Being a thematic story, the result is a sometimes hard to follow. Our narrator is a passive observer throughout the first three-quarters; he’s bearing witness to a passel of unusual “lessons” from his uncle. In the first scenario, “A brothel owner owed my uncle money and this tamed bear was meant to serve as partial repayment while he raised other funds.” Unsurprisingly, the bear, trained or not, isn’t happy being locked up in our narrator’s room all day, and so the uncle is forced to put the bear down with a 16-gauge Kremling fowler. (This detail is important in that it takes a long time.) In the next sequence, we learn that the boy from Stockholm has befriended three other immigrants; he hangs out, dabbles with instruments, does cocaine, and generally womanizes at the Tarsas Magyar (Hungarian Social Club). Things change, however, when his pal Brynnar gets a little too serious with one of the higher-class women (her father’s “chairman of the city council in Hudson”). He loves her and wants to marry her, and she . . . wants to abort the baby she’s carrying, which may or may not be Brynnar’s. This being the ’20s, Sarah heads to her local drug-dealing pharmacist, and when Brynnar shows up with a knife to stop her, he winds up with a face full of sulfuric acid. Less than a day later, he’s committed suicide, which brings us just as unmomentously to the psychiatric “treatments” his uncle begins giving to a desperate man, Dr. Reimann. The man is, indeed, almost extraordinarily cured, but his celebratory binge leaves Sarah dead of a massive overdose, and when the feds investigate, the uncle offers his nephew up on a silver platter. These vignettes don’t have direct causation between them; they’re more just symptoms which hint at a systemic illness.
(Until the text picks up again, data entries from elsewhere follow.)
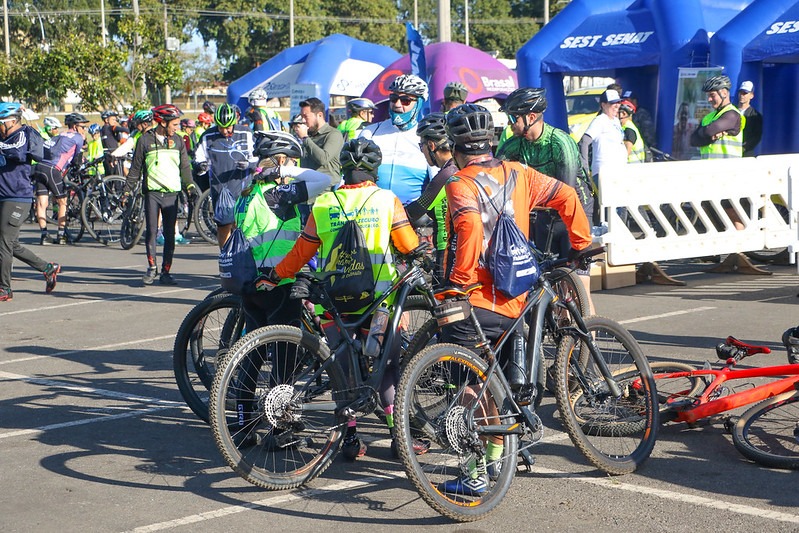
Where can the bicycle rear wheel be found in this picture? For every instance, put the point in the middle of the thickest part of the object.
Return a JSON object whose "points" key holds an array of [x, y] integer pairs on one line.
{"points": [[204, 337], [274, 407], [102, 210], [434, 399], [768, 433], [204, 218], [616, 434]]}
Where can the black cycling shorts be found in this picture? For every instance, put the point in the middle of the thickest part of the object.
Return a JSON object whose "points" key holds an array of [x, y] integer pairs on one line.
{"points": [[49, 180]]}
And so it goes that our protagonist manages to escape the law — which is itself not above stopping off for some last-minute free opium — and to knock off his uncle in the same fashion as he once saw the man wound, blind, and eventually kill a bear. There are echoes, too, of Brynnar’s blinding, to say nothing of the idea of the nephew putting his own “trained animal” down, an act re-enforced by his return to Stockholm, and his father’s easy forgiveness: “My father leaned forward, put his hand on my shoulder, and said I had done the only thing I could.” And ultimately, as hinted at by the title’s reference to the narrator’s forged license from Jena, and explained by the final lines (in which the nephew prepares to open his own pharmacy; I’m still wondering about his legitimate experience), this story is all about how we become the people and take up the careers that we do. It’s an unusual origin story, in that we still know so little, the tale goes nowhere from here, and the lurid details therefore add nothing to the journey. It’s probably not the best way to read fiction, but when you’re reading a short a day, then when in doubt, simply move on.